Below is brief matrix for categorisation:
Meet SPPI Test Business Model Accounting Category
Yes Collect contractual cashflows Amortised Cost (AC)
Yes Collect contractual cashflows Fair Value through Other Comprehensive Income (FVOCI)
and gain from sale
Yes Held for Trading and gain from Fair Value through Profit or Loss (FVPL)
price change and sale
No - Fair Value through Profit or Loss (FVPL)
Fair Value through Profit or Loss:
Investment categorised at FVPL are accounted on fair value basis where the income from asset is accrued in income statement. Any processing costs or fee incurred to acquire the asset is immediately recognised in Profit or Loss A/c. The asset is evaluated for its fair value. Any changes in fair value is accounted in Profit or Loss A/c.
Accounting Entries:
Purchase of Financial Asset categorised under FVPL:
Financial Assets (FVPL) A/c DR
Cash/Bank A/c CR
Amount: Amount paid to acquire asset (including any premium or discount). In case the asset is acquired at a price above par, difference between nominal value and par is premium.
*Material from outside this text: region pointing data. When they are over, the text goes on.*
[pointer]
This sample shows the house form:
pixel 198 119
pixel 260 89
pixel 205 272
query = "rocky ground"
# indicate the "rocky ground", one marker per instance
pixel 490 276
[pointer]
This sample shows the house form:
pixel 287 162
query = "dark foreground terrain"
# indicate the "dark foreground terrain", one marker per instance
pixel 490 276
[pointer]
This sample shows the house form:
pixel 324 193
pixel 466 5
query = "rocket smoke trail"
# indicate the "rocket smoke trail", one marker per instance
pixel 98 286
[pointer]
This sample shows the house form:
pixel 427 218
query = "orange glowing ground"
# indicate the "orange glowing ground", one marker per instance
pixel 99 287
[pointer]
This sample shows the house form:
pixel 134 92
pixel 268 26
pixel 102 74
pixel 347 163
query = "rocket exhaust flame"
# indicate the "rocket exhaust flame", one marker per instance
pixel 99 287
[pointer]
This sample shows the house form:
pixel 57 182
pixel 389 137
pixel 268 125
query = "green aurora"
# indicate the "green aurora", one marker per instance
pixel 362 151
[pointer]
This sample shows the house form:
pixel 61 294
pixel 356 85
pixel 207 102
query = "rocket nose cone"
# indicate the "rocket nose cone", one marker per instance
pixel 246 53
In case the asset is acquired at a price below par, difference between nominal value and par is discount.
Cum-interest paid on acquisition of financial asset:
Interest income on FVPL Asset A/c DR
Cash/Bank A/c CR
Amount: Accrued interest on asset from last coupon date till purchase settlement date.
Transaction costs incurred to acquire the asset:
Transaction costs A/c (P&L) DR
Cash/Bank A/c CR
Amount: Processing Fees, Brokerage etc incurred on acquisition.
Recognition of income (in case of coupon paying investment):
Coupon Receivable A/c DR
Interest income on FVPL Asset A/c CR
Amount: Coupon accrued based on nominal value, coupon rate and period from last coupon date till reporting date.
Amortisation of premium and fee on reporting date:
No amortisation or accretion of premium, discount or transaction costs
Fair value change as at reporting date:
In case of fair value unrealised gain,
Investment FVPL - MTM Gain A/c DR
FVPL MTM Gain (P&:) A/c CR
Amount: In case fair value > book value of the FVPL asset.
In case of fair value unrealised loss,
FVPL MTM Loss (P&L) A/c DR
Investment FVPL - MTM Loss A/c CR
Amount: In case fair value < book value of the FVPL asset.
Receipt of coupon on coupon payment date:
Cash/Bank A/c DR
Coupon Receivable A/c CR
Amount: Coupon computed based on nominal value, coupon rate and coupon period or frequency.
Maturity of Asset:
Cash/Bank A/c DR
Financial Asset (FVPL) A/c CR
Coupon Receivable A/c CR
Amount: Payment received towards principal and interest on maturity date.
Sale / Disposal of asset:
Cash/Bank A/c DR
Loss on Sale A/c DR
Investment FVPL - MTM Loss A/c DR
Financial Asset (FVPL) A/c CR
Coupon Receivable A/c CR
Investment FVPL - MTM Gain A/c CR
Amount: At time of sale, sale price is compared with book value, in case sale price > book value, then gain or if sale price < book value, then loss.